Dear Readers,
Restless Books is a new digital publisher devoted to books from all around the globe. What defines us is right there in our name: the restlessness of modern life, the impulse to go to new places, both physically and with our imagination. Our objective is to create a community of readers passionate about other cultures and other languages; who share an interest in how people tell stories. We are committed to bringing the best of international literature—fiction, journalism, memoirs, poetry, travel writing, photography, and graphic novels.
“Our objective is to create a community of readers passionate about other cultures and other languages; who share an interest in how people tell stories.”
Musharraf Ali Farooqi, a celebrated novelist from Karachi, Pakistan, is the first of the incomparable writers we take special pride in introducing to a wide, global audience. His latest masterwork, Between Clay and Dust, tells the stories of a great wrestler and an aging courtesan. In the aftermath of Partition, we watch their lives and their dignity unravel as they are wrenched into a new and strange society. As one reviewer puts it, “South Asian literary circles have been abuzz over a highly original fictional look at the subcontinent in the years following Partition that also doubles as a poignant study of life's transience.”
Our debut will also include a bracing new work by award-winning poet Jimmy Santiago Baca, who discovered his poetic voice while serving six years in prison. Baca has written a gorgeous short text in which he meditates on his own face, what people see in it, and how it often misrepresents him. The Face is published together with two extraordinary collections of poetry, The Lucia Poems and The Esai Poems, each about one of his children. Delve into Baca’s luminescent writing and you’ll understand immediately why Jimmy has been called “one of America’s foremost poets.”

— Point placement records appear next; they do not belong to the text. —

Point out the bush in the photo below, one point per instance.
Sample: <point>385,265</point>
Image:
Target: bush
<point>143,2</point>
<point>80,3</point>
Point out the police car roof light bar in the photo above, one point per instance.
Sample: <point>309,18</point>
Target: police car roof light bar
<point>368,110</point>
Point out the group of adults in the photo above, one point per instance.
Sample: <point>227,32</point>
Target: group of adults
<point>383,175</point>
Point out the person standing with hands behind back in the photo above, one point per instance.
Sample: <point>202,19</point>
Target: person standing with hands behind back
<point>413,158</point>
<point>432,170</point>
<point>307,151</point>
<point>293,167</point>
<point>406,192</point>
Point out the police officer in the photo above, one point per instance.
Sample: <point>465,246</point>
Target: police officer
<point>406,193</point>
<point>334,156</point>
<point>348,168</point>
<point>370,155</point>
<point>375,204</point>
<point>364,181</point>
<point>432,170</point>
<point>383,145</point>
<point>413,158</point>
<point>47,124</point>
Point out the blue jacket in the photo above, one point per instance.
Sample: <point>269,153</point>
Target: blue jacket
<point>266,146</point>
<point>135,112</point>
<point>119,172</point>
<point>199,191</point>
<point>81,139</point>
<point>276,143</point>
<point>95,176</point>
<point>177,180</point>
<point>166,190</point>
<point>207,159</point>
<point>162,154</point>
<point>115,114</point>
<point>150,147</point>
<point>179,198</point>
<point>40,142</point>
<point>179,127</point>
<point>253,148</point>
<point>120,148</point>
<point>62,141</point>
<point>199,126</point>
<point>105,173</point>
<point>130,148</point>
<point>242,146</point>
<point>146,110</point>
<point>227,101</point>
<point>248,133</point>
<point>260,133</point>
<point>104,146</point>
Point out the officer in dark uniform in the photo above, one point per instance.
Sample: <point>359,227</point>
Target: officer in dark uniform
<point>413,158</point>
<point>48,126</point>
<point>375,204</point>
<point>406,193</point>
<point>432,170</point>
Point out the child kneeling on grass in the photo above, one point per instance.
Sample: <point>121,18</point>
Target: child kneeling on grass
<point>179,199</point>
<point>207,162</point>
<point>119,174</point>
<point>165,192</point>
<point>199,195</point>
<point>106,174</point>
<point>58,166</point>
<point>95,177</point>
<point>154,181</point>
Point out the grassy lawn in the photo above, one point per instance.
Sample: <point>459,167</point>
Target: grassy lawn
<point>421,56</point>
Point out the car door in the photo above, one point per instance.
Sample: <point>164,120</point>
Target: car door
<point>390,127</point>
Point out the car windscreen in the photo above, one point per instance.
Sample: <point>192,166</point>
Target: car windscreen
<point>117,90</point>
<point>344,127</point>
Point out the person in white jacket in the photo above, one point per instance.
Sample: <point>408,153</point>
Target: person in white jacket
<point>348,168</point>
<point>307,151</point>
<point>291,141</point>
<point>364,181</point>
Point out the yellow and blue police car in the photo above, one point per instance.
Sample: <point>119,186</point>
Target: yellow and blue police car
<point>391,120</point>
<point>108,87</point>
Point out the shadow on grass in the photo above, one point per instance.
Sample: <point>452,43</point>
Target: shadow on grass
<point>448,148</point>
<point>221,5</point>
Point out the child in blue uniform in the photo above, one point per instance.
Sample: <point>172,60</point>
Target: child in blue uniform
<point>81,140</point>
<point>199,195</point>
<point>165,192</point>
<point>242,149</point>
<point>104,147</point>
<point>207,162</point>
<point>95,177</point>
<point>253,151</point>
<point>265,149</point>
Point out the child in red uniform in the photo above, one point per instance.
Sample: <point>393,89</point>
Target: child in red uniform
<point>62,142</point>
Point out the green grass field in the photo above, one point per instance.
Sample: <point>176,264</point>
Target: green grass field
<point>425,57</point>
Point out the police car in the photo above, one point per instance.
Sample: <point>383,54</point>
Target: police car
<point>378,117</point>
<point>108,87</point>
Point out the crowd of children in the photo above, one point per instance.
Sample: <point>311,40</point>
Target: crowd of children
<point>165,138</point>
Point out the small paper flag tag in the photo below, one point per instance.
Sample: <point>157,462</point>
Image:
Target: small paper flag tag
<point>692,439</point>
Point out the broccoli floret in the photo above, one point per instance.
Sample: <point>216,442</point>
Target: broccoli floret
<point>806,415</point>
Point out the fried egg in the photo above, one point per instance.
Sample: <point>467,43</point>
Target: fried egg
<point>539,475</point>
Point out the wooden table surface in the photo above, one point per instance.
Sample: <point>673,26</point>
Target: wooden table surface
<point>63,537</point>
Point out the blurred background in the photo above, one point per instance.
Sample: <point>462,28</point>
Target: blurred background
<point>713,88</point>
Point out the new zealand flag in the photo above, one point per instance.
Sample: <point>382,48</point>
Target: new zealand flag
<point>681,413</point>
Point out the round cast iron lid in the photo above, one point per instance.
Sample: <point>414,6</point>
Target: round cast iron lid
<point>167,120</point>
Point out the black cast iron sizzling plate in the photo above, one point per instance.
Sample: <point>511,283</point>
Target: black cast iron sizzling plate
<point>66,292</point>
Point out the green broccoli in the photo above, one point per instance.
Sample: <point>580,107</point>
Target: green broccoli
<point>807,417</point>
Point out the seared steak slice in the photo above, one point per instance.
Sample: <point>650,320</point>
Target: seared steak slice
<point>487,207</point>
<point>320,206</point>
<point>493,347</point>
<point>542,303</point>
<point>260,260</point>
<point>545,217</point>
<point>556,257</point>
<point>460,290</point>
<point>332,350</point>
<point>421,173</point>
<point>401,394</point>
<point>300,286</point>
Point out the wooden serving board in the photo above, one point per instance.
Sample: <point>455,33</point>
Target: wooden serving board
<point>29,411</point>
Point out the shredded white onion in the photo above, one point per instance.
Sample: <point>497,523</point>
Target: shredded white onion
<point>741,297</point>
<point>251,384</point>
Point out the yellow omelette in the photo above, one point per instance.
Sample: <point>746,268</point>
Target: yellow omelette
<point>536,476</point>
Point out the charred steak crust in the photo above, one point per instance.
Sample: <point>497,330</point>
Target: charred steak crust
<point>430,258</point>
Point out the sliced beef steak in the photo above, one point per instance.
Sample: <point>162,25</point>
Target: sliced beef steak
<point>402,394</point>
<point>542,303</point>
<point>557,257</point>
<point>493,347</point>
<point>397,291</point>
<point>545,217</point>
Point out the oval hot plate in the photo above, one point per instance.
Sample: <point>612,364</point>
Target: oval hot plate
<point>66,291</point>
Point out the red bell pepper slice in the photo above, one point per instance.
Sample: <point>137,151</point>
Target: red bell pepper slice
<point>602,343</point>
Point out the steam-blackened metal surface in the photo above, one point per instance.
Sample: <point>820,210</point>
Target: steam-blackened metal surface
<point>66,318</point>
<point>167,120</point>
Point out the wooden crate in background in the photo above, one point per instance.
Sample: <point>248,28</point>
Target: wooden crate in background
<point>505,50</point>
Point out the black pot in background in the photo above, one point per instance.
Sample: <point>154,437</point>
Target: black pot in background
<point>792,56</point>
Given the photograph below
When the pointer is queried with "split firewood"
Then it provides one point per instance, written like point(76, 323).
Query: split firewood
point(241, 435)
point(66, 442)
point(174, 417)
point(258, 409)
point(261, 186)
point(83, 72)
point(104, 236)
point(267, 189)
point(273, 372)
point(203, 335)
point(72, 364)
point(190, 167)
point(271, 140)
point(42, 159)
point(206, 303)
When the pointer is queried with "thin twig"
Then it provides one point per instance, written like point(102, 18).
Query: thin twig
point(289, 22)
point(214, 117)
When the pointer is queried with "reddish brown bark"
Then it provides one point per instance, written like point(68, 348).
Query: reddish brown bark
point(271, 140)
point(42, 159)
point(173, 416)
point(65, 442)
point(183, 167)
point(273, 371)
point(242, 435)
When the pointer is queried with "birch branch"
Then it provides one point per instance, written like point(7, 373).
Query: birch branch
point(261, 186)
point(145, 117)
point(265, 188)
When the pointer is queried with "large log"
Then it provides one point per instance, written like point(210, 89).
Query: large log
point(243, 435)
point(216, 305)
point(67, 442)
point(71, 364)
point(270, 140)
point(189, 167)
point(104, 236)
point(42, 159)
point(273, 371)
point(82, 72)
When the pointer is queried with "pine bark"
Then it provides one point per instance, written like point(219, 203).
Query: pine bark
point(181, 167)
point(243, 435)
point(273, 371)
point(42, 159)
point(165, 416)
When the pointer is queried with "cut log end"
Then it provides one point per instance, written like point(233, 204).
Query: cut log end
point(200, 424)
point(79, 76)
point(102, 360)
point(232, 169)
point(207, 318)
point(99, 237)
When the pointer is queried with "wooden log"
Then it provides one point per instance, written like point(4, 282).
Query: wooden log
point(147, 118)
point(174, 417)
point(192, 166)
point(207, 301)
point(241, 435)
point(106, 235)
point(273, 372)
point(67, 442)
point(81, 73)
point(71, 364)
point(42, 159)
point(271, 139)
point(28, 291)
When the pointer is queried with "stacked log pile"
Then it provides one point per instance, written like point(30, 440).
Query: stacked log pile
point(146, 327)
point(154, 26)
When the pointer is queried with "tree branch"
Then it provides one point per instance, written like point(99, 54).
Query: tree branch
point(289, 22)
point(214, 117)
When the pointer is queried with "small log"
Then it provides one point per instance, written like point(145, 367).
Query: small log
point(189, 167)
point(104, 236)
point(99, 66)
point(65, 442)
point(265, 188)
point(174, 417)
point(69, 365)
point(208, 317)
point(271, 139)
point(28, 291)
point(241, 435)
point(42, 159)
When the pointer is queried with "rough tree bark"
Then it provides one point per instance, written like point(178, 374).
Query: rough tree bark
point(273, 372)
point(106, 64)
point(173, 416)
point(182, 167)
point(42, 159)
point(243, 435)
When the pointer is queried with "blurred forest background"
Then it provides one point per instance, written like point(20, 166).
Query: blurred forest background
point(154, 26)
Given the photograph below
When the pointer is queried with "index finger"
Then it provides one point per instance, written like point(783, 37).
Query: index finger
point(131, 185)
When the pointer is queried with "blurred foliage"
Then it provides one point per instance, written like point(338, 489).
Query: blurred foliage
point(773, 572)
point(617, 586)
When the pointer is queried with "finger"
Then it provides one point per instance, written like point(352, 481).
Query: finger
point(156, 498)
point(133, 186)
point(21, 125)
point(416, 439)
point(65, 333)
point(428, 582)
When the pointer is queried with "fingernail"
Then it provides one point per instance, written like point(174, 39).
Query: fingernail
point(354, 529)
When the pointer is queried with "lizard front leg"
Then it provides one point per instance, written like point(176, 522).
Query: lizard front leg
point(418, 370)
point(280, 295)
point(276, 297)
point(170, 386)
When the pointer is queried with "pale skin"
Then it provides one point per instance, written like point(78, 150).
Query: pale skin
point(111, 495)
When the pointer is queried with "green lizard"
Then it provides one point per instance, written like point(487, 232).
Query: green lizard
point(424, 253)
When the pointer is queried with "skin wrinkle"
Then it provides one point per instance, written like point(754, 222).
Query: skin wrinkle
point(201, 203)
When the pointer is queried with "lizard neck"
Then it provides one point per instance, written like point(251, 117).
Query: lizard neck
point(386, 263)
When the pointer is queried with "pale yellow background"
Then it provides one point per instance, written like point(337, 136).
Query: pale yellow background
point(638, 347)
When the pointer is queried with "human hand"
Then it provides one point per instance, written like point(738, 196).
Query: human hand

We also have The Israeli Republic, an extraordinary account by the Iranian writer Jalal Al-e Ahmed of a trip he made to Israel in the 1960s. His travelogue, lucidly translated by Samuel Thrope, is like a view from another dimension into the conflicts of the Middle East. Al-e Ahmed is a master of subtle philosophical and political landscapes. We can promise that this book is like nothing you have read before about Israel and Iran.
Next, we bring you stateside again, to a cultural landscape changing before our eyes. 125th Street: Time in Harlem, is a photographic book by Isaac Diggs and Edward Hillel on the transformation of America’s great cultural Main Street. Through their lens—and through essays by prominent critics Vicki Goldberg of The New York Times and Greg Tate of the Village Voice—readers will get a close-up look at a neighborhood in transition, and a heritage up for grabs.
Add to this The Art of Protest, about the controversial Oakland print-making workshop Tupac Taller Amaru, whose posters on immigration and other timely topics have galvanized protesters around the country. With a powerful introduction by award-winning journalist Rubén Martínez, The Art of Protest gives a face to activism rarely acknowledged by the media.
The next year will bring all sorts of treasures and discoveries: science fiction from Cuba and Poland, classic travelogues from extraordinary women, border stories from Mexico, and many more that we look forward to unveiling. So be sure to follow us on Twitter and Tumblr, like us on Facebook, and visit our blog for regular news and more great reading.
“The next year will bring all sorts of treasures and discoveries: science fiction from Cuba and Poland, classic travelogues from extraordinary women, border stories from Mexico...”
We are told that the publishing industry is going through seismic changes, that books don't matter anymore. This is a crisis not only affecting literature, but also the way stories and viewpoints are conveyed in our culture. All this might be true—but a time of crisis is also a time of opportunity.
At Restless, we want to bring you narratives and ideas from different corners of the globe, because we believe our lives will be richer because of them. Books may be undergoing a transformation but, in some shape or form, they will always be with us. In books we discover who we are and, through books, we can travel to previously unknown worlds.
Exploring those worlds is your duty as a reader. Ours, as publishers, is to put the right books in front of you.